その後、2グループに分けられた分科会では前半と後半で2グループともに参加したのですが、ここでとある共通の話題が出ました。正直なところ、講演の中でさくっと流した中身だっただけに、こんな興味を持たれるとは思ってもいない事柄でした。

Highly Sensitive People(HSP)という特性があって、アメリカ国内に約5億人が持っていると言われています。僕が知ったのは2年半ほど前、詳細は上記のメインブログの方に書いてあります。

「過度に敏感な人」という意味になる直訳が示すように、騒音、雰囲気、人間関係などに非常に敏感な人のことを指します。ちなみに、同じような特性を持つ子どもは「Highly Sensitive Child」(HSC)と形容されることもあります。

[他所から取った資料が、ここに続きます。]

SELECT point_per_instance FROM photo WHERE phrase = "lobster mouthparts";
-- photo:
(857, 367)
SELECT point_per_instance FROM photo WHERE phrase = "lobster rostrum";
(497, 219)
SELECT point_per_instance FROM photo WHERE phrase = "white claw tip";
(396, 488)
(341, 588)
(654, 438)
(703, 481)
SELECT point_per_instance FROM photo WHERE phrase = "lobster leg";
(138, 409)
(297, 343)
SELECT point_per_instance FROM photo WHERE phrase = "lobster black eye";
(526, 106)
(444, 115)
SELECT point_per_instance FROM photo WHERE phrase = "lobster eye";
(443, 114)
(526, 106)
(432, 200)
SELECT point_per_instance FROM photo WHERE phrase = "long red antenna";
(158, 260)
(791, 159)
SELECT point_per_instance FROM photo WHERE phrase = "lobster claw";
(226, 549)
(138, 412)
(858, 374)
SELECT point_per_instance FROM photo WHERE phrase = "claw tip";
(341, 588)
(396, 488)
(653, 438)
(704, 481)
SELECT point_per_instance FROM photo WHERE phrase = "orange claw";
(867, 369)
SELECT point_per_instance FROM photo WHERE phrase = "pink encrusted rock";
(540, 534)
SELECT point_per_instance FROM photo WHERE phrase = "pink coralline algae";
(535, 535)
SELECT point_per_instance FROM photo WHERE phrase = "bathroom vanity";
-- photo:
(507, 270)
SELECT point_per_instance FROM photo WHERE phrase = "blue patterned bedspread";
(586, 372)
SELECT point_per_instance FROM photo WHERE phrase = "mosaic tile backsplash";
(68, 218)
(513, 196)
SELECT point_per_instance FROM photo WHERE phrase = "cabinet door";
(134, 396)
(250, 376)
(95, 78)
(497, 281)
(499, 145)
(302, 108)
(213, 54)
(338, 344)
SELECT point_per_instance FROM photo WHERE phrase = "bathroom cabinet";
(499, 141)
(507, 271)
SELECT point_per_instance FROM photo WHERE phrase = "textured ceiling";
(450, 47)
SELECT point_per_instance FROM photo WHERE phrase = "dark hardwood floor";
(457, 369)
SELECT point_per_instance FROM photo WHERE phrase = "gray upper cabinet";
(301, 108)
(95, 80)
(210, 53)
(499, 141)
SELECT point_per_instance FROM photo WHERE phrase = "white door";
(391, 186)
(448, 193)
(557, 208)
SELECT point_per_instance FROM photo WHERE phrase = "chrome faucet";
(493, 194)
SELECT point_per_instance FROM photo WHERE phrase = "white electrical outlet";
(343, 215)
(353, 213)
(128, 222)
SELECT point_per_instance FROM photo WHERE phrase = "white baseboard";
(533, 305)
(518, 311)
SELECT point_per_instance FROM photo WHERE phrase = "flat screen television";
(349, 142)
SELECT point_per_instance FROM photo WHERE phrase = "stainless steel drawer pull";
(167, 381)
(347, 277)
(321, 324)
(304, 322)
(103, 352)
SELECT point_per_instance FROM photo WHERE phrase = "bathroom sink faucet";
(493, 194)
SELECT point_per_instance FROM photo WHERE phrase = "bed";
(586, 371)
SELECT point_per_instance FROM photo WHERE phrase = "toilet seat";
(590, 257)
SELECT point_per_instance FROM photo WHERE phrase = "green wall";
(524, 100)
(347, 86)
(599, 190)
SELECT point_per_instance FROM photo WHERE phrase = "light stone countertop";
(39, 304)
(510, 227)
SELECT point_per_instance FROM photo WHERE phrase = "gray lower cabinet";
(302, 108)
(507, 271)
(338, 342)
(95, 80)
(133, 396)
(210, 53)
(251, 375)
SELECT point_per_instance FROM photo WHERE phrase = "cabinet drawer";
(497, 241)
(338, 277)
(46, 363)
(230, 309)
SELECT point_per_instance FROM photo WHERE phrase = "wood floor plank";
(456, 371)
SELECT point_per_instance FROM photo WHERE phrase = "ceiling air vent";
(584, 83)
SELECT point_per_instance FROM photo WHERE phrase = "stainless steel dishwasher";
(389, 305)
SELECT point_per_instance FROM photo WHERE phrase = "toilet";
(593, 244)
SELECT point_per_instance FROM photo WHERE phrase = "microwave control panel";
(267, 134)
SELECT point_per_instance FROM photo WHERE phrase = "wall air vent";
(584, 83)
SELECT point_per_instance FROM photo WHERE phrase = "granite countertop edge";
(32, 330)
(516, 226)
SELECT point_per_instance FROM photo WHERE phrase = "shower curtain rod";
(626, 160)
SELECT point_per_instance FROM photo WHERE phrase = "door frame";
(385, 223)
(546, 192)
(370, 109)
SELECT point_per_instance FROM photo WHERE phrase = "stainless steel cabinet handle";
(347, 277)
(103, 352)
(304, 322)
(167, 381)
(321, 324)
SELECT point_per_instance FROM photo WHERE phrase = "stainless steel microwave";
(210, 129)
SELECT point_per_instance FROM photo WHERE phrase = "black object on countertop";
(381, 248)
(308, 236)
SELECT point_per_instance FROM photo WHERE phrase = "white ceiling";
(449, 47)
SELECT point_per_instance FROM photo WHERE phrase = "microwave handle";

今回の講演では、小学生のころから風船の破裂音や車のクラクションなどとにかく大きい音や怒鳴り声が大の苦手で、おそらく僕はこういう特性を持っている、とかなり簡単に説明しただけだったのですが、いざ分科会に入ってみると

「僕もHSPの傾向があるかもしれません」
「うちの息子もこれかも・・・」
HSPで困ったことやどう付き合ってきたか教えてください」
「さっきの本、絶対買おうと思います」

などと、体験談以上に参加者の皆さんの興味をかなり引く結果になりました。そういえば、講演中にさくっと触れたとき、その場にいた当事者の子どもさんが「それ、めっちゃわかるわー」と思わず漏らしていたのが少し印象的でした。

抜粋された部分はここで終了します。